А наутро, когда жених вывел свою невесту, и усадил ее среди неба, и всему миру и всем ее родным показал красоту ее, красоту звезды рассветной, звезды приветной, чистейшей и светлейшей утренней звезды, мы с оленем, птицей и огоньком проснулись, и пали на колени, и новый день с его чистейшим даром благословили, и увидел нас отец ее, наш господин, и как бы ни было тяжело для него прощание, но когда он увидел, как высоко воссела его дочь, то голову свою в счастье преклонил, и так мы на коленях, а господин — опустив голову, тихо приняли наше расставание и тихо о нем сожалели...

И жених с невестой перед тем как проститься, одарили всех слуг и всех чем-нибудь благословили: оленю выпала сила и быстрота ног, птице — красота, огоньку — служение, а мне — всегда быть зеленым и присматривать за зеленью, и чтоб всякий раз, когда внизу, на земле, мне понадобится огонь, я мог бы только руку протянуть, и все небесные светила будут к моим услугам, и ни одно мне не откажет и всегда мне даст огня, аминь!

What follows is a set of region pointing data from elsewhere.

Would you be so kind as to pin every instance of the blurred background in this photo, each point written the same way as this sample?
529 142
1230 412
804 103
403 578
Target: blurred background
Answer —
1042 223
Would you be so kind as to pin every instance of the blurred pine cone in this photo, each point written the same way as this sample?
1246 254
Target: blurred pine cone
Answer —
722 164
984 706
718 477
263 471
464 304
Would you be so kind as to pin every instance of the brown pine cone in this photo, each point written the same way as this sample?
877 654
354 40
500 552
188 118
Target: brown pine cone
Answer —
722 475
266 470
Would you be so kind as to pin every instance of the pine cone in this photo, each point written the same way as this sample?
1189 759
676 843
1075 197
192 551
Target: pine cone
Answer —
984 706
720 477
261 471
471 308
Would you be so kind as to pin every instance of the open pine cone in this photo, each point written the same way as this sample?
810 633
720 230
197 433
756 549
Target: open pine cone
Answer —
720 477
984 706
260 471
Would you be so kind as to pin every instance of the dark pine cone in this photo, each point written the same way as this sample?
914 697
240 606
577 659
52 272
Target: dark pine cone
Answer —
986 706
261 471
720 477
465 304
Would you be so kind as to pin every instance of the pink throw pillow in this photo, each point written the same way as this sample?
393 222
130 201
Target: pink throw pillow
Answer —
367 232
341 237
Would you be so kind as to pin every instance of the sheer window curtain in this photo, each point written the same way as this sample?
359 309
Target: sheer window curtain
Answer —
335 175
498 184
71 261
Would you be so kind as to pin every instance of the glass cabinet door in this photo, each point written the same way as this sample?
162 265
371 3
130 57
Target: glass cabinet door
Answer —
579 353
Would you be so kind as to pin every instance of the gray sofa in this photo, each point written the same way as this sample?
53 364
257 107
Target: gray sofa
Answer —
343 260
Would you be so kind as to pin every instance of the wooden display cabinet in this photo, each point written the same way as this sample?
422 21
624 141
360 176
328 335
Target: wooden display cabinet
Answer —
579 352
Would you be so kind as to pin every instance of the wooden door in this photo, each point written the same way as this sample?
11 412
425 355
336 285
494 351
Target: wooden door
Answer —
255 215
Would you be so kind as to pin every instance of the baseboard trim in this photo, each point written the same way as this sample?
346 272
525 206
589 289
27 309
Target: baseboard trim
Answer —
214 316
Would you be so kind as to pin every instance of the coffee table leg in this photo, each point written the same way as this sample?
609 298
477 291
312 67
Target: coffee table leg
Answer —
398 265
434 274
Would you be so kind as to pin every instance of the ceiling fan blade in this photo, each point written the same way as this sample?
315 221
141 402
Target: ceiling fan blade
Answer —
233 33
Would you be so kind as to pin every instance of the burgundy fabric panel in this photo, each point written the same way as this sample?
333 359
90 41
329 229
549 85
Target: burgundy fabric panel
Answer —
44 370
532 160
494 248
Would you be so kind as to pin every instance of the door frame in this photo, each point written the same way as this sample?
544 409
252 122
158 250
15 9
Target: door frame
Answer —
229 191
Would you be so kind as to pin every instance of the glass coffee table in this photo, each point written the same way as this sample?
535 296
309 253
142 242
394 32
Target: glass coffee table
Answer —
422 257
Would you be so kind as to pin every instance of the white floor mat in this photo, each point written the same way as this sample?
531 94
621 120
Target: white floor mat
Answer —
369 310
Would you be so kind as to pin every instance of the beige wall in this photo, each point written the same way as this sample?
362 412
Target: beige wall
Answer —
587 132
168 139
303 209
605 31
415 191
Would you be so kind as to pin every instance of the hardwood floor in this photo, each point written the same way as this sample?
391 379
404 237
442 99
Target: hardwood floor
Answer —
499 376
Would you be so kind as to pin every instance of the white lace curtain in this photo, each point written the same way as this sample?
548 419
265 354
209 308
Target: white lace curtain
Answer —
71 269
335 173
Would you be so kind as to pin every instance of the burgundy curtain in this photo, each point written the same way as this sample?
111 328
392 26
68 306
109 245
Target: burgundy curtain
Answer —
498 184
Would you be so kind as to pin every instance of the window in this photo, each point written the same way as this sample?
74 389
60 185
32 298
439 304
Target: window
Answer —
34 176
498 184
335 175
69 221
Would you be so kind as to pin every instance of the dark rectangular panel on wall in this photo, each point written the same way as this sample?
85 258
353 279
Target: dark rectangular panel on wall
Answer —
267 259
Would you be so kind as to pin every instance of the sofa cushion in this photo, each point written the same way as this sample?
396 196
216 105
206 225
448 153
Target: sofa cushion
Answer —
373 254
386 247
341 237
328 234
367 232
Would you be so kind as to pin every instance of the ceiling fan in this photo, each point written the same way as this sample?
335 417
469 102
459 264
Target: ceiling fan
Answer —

Ну и длинная вышла история, и немало с тех пор воды утекло, и много чарок выпито, и олень принял свое благословение и сразу же вместе с ним, после ночного возлияния, ускакал, чтобы прохладиться, в северные земли, и птица приняла свои и отправилась в леса отсыпаться, а я — свои и, как был зеленым, так зеленым и остался...

— Слышите, мохвы?

И тут Зеленый устало закончил свой рассказ. И взял он свою трубку, и выбил из нее пепел, и взглянул он на мохвов, и увидел, что они все еще дымятся от огня, которым он подпалил вечером их головы, а сам он уже устал, и пора ему спать, — лег он возле одного мохвы, и ночь была тихая, как бывает в середине лета, и ни один ветерок в полях не мешал сну. Он уснул, а мохвы дымились и тоже спали, и то и дело у кого-нибудь из них на голове вспыхивало пламя...

И так дымились они тихо и вспыхивали время от времени, пока все не выгорели. А утром, когда взошло солнце, и согрело утренним теплом лицо Зеленого, и разбудило его, потому что пора ему было вставать, — он встал, огляделся, и только теперь вспомнил о мохвах. От них уже и следа не осталось, и только на земле, в тех местах, где они заночевали и простояли всю ночь, чернели выжженные пятна...

И повернулся зеленый человек, и, как обычно, на свою работу — к своим зеленям зеленым — отправился.